After some back-and-forth in the comments, Hanson clarified the scope of his regulation ratchet theory in an addition to his original post.

I’m not saying there there aren’t many other reasons/factors influencing regulatory changes, and I’m not saying regulation never gets weaker.  I’m saying that this particular factor, the existence or not of a recent disaster, is often a ratchet factor, since many folks seem unwilling to consider reducing regulation because of a lack of recent disasters, yet are willing to increase it because of a recent disaster.  This is a clear bias, though it might of course be countered by other opposite biases.

So, there are other factors. This I agree with. But I’m still not convinced of the one-way ratchet theory with respect to disasters or lack thereof. Yet, it is hard to disagree with sentences that include “many folks seem unwilling” (italics mine). In fact, as I headed to bed last night I had decided to let this argument drop. But then steve wrote in the comments,

Did not the absence of a banking disaster lead to the elimination of banking regulations? The loosening of regulations? There was more than just capture involved. Leverage limits were loosened. The kinds of securities allowable as collateral for repos was broadened. Why not? We had not had a true banking crisis since 1929.

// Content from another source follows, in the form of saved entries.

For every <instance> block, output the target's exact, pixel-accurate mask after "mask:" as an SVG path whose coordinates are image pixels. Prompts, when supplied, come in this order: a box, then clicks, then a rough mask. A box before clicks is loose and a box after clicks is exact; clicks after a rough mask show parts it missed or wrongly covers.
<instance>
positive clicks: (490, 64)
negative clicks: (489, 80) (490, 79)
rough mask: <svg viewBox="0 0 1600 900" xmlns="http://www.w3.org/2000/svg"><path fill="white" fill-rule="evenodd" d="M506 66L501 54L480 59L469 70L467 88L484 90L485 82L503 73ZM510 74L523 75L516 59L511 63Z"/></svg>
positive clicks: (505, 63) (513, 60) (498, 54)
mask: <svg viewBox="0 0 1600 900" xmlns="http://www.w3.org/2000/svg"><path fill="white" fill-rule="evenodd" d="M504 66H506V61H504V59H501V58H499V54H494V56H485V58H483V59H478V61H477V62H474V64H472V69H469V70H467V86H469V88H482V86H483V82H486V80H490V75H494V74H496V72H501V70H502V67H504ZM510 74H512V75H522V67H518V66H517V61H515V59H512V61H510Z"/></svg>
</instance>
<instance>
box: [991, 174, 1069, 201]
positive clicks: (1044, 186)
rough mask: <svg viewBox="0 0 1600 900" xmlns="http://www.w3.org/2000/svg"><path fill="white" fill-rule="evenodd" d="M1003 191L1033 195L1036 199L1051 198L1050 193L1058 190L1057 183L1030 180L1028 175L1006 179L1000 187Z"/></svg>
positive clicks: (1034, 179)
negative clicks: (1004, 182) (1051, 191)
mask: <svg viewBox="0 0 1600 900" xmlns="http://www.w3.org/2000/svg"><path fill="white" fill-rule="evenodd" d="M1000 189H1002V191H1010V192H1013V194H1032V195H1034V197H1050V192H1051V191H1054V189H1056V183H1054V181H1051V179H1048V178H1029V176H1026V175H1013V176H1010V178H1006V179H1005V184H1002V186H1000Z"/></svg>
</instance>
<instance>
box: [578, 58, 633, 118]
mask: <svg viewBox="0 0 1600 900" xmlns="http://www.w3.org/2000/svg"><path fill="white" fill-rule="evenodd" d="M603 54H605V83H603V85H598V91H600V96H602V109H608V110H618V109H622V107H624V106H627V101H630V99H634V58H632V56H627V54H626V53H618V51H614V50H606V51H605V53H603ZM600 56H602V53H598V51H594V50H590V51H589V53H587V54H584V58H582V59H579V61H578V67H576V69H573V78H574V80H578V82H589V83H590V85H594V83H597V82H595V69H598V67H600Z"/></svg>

The absence of disaster, from my POV, after many years in the military and in medicine, leads to not enforcing existing regulations, then if one eludes disaster long enough, the writing of weaker regulations. Then the elimination of the regs. This is often rational. In medicine, at least my specialty, some techniques are much safer now. They do not need as much much monitoring so we changed the regs, eliminating some.

This is what I was thinking last night. The Great Moderation and innovations in financial instruments for risk management led many to think, perhaps say, that we no longer need as tight regulation in the financial sector. Even if this was never said (though I bet it was) it certainly was the context in which Glass-Steagall was repealed, among other elements of relaxed regulation of the financial sector. The very lack of a major recession or depression in so long was a significant factor.

Thus, I really do think this ratchet goes both ways. I think it’s the nature of humans that it does. We freak out when we see disaster, and we relax when none has occurred for a long time. I think many folks do seem willing to think this way, and act on it. Perhaps the ratchet moves more forcefully and easily one way than another, but it does go both ways.